Having tasted Asif Zardari’s inept governance and yet another confrontational stand-off with Nawaz Sharif, IK who was lurking on the political fringe was considered worthy of a chance. He might turn the society and the economy around and move the nation out of its bedeviling ordinariness. Pedestrian leadership, it was considered, was this country’s Achilles heel. Political franchise had corporatised political power within a narrow realm. IK, a patent outsider, could break that mold and let wider intellect contribute to national resuscitation. The army wasn’t yet neutral enough in 2018 and helped IK find political power. It came at the expense of the usual players.

This irked many inside the political establishment and those associated with it but an alternate reality was manufactured and given a chance at being the saviour this nation had forever been waiting for. Except that it all backfired rather soon with even greater intensity. It wasn’t a one-man or a clique’s decision to support IK but an institutional belief to save the nation from perpetual turmoil and stagnation. IK thus found power.

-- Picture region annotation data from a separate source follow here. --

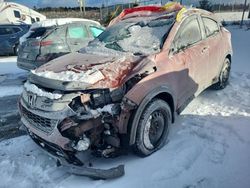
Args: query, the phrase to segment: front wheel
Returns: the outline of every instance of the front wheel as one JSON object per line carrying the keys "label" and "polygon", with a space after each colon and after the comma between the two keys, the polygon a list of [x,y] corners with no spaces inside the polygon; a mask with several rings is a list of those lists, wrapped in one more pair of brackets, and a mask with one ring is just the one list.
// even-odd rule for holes
{"label": "front wheel", "polygon": [[224,89],[228,85],[230,70],[231,70],[231,62],[228,58],[226,58],[223,64],[223,68],[219,75],[219,81],[211,86],[212,89],[220,90]]}
{"label": "front wheel", "polygon": [[168,136],[172,115],[169,105],[160,99],[150,102],[139,120],[134,151],[148,156],[161,148]]}

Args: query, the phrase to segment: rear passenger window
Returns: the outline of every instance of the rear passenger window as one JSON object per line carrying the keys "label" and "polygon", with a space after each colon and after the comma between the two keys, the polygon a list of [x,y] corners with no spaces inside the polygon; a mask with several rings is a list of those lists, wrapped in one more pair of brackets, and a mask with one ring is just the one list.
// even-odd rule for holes
{"label": "rear passenger window", "polygon": [[21,31],[21,29],[19,27],[13,27],[14,33],[18,33]]}
{"label": "rear passenger window", "polygon": [[93,37],[98,37],[104,30],[95,26],[90,26],[90,31]]}
{"label": "rear passenger window", "polygon": [[216,21],[205,17],[202,17],[202,20],[205,26],[207,37],[219,32],[219,26]]}
{"label": "rear passenger window", "polygon": [[88,32],[86,28],[82,26],[70,26],[68,28],[68,38],[85,39],[88,38]]}
{"label": "rear passenger window", "polygon": [[9,35],[9,34],[13,34],[13,30],[11,28],[0,28],[0,35]]}
{"label": "rear passenger window", "polygon": [[46,27],[39,27],[39,28],[35,28],[35,29],[32,29],[30,35],[28,38],[37,38],[37,37],[41,37],[43,36],[47,30],[49,30],[49,28],[46,28]]}
{"label": "rear passenger window", "polygon": [[14,16],[15,16],[16,18],[21,18],[21,14],[20,14],[20,12],[17,11],[17,10],[14,10]]}
{"label": "rear passenger window", "polygon": [[184,23],[180,32],[177,34],[174,45],[176,48],[182,48],[192,45],[202,39],[198,20],[193,18],[187,23]]}

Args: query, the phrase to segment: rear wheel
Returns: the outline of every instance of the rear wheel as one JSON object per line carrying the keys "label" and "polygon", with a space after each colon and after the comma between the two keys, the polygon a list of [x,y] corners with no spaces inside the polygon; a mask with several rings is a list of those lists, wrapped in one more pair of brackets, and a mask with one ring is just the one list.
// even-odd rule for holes
{"label": "rear wheel", "polygon": [[212,89],[224,89],[228,85],[229,75],[231,70],[231,62],[228,58],[225,59],[223,68],[219,75],[219,81],[213,84]]}
{"label": "rear wheel", "polygon": [[154,99],[150,102],[139,120],[135,153],[148,156],[161,148],[167,139],[171,118],[171,110],[165,101]]}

Economy under IK was the first to buckle and no amount of band-aid resurrected it from impending doom. It was a combination of incomplete conception, poor decision-making, lack of clarity and some misplaced hardheadedness which pushed the economy nose-down. Poor governance, especially in Punjab, meant nothing was on track as the nation hurtled uncontrollably from one to the other direction. Parliament became a fish-market and dysfunctional. Legislation came to a standstill unless the establishment was involved to work it through with the opposition. Each of these matters of routine function came at a cost. The term ‘hybrid democracy’ gained currency and the army was frequently and openly maligned. Democracy stood hibernated. That is when IK and his government became a liability. Even routine administration became a sore. The society fragmented under extreme political polarisation. And we became a failed nation, almost.

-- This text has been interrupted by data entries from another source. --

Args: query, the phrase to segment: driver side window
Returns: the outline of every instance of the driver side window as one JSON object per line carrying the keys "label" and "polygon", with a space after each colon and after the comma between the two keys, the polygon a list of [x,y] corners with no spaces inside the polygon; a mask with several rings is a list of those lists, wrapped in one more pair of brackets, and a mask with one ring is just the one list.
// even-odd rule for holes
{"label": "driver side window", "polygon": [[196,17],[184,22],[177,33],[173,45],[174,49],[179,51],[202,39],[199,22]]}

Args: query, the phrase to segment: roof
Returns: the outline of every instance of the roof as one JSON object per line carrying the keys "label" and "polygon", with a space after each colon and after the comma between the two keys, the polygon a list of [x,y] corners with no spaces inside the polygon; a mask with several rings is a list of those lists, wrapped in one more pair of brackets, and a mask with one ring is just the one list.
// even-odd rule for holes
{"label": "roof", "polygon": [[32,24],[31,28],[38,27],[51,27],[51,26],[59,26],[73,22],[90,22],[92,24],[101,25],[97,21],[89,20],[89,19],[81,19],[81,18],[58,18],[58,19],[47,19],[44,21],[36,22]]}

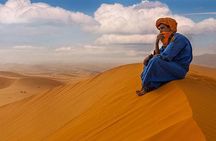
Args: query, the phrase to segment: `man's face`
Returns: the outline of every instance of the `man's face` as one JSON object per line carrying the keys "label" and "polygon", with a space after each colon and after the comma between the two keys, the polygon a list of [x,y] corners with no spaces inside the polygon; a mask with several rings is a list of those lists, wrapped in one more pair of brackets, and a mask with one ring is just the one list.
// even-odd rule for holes
{"label": "man's face", "polygon": [[158,27],[158,30],[160,30],[160,33],[162,33],[162,32],[171,32],[170,27],[165,25],[165,24],[160,24],[159,27]]}

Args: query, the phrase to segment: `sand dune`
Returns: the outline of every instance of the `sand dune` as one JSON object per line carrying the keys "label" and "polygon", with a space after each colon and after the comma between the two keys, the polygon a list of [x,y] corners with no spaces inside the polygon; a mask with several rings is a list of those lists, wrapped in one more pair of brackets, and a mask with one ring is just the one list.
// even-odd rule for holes
{"label": "sand dune", "polygon": [[4,141],[214,141],[216,79],[193,66],[184,80],[137,97],[142,65],[114,68],[75,85],[0,108]]}
{"label": "sand dune", "polygon": [[0,106],[35,94],[44,93],[63,84],[61,81],[48,77],[0,72]]}

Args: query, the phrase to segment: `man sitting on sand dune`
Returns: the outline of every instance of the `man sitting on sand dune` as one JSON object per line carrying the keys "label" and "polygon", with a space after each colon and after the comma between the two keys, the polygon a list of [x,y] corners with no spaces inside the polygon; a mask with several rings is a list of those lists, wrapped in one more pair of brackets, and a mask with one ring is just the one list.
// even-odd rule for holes
{"label": "man sitting on sand dune", "polygon": [[[141,73],[142,89],[136,91],[142,96],[172,80],[183,79],[192,61],[190,41],[177,31],[177,22],[169,17],[159,18],[154,54],[144,59]],[[159,41],[163,43],[159,49]]]}

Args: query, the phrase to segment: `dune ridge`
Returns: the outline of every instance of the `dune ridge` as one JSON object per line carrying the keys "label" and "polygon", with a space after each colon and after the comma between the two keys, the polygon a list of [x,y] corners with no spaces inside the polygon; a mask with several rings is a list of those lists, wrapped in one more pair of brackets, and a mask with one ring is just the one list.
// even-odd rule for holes
{"label": "dune ridge", "polygon": [[[216,80],[197,81],[207,79],[210,74],[202,75],[204,70],[195,66],[186,79],[137,97],[135,90],[140,88],[141,71],[141,64],[120,66],[75,85],[59,86],[0,107],[0,138],[5,141],[215,140],[216,118],[214,112],[209,112],[216,107],[210,100],[215,96]],[[207,98],[203,92],[208,93]],[[205,108],[200,108],[203,98]]]}

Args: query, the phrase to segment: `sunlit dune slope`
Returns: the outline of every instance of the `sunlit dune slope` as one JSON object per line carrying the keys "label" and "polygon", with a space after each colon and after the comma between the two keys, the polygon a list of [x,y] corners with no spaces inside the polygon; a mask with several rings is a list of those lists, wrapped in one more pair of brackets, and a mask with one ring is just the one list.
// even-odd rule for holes
{"label": "sunlit dune slope", "polygon": [[[195,69],[186,79],[168,83],[142,97],[135,95],[140,89],[142,65],[132,64],[3,106],[0,138],[213,141],[216,117],[211,112],[216,108],[216,80],[197,81],[208,76],[197,76],[200,70]],[[208,93],[207,97],[203,91]],[[199,109],[202,98],[205,108]]]}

The army in all probability insisted upon IK to correct these anomalies to recover the state of the State. When it became obvious that the army was losing patience IK turned the page of his strategy. He began increasingly commonalising first, then ridiculing and ultimately demonising the army and its leadership. It is thence that the ‘army turned neutral’. And let those that they had helped bind with IK make their independent choices as the political scene underwent rapid transformation. There was no regime change nor an agenda to see one or the other political player in or out. There was a considered view that it was at the end of the day a political function to lead the nation out of its debilitation; they owned the mess equally and it is for them to clear the stables too.

An experiment failed. That will be army’s burden to carry, but should the politicians too delve deep down and introspect? Surely. That in effect may be our only saving grace and way out of the mess. The army has to shed its belief that they own the country any more than others. It is their country too. It is time the politicians did their job too.

There are many who will recount the four martial laws and hold the past as their witness to the continuing slander. They need to pause for a second and pay heed to what AB Vajpayee once advised when visiting Pakistan, maazi ki koi seema nahin hoti (The past has no boundaries). We all need to learn our lessons and start afresh.

 

Published in The Express Tribune, December 9th, 2022.